Tiny Music Box / Sarah Shafey
In popular culture the music box often holds magical powers; there’s an allure to it; you know the tune through and through, but it maintains its charm, it’s forever young, and every time you open the box you can close your eyes, hear the tune, and it’ll take you to that place. Canadian singer-songwriter-producer Sarah Shafey’s full-length debut Tiny Music Box is no small achievement, holding all the power and mysticism of a music box on steroids.
The album opens with “C’est Demain” and immediately the mood is set; mixed up feet or not, Shafey is waltzing you through a journey, and she’ll keep you on your toes. In “After Dark but Early in the Morn” she sings, “Let’s dance the night away” and she two-steps you into a trance. There’s no fitting the songs of Tiny Music Box into a specific genre; the influences are evident and everywhere, from literally all over the globe, from a makeshift carnival, to the Wild West, to the pyramids of Egypt and beyond. Each song seems to holds a different mood, yet they seamlessly flow into one another with a natural ease.
Shafey’s voice is both sultry and sure, refined with a rapturing rasp that conjures up shades of Stevie Nicks; she’s just as much a shaman as she is a singer, and she uses her piano the way Picasso used his hands.

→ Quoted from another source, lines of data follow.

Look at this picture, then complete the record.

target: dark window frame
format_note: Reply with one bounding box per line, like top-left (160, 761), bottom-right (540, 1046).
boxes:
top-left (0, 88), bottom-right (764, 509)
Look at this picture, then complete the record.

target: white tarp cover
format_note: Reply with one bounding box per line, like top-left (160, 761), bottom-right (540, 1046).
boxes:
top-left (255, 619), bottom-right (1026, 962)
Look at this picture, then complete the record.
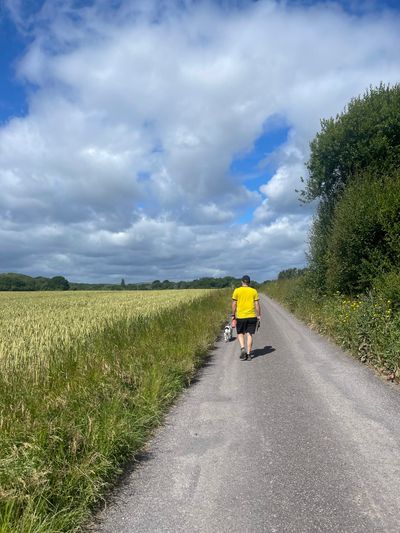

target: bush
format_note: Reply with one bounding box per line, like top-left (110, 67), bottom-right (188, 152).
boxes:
top-left (265, 279), bottom-right (400, 377)
top-left (326, 172), bottom-right (400, 294)
top-left (372, 270), bottom-right (400, 311)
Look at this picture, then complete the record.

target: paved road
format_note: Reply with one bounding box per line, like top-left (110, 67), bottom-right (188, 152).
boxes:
top-left (93, 295), bottom-right (400, 533)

The songs standout like stars on the boundless sea in the dark of night. By the time the album closes with the epic “Good Intentions” everything’s a hazy blur. Tiny Music Box is like heading out on a road-trip with that free-willed friend; though at times it seems like they have no idea where they’re going, everything is calculated, and you’re going to end up where you belong: a better place. Tiny Music Box is that place, and Sarah Shafey’s the perfect person to take you.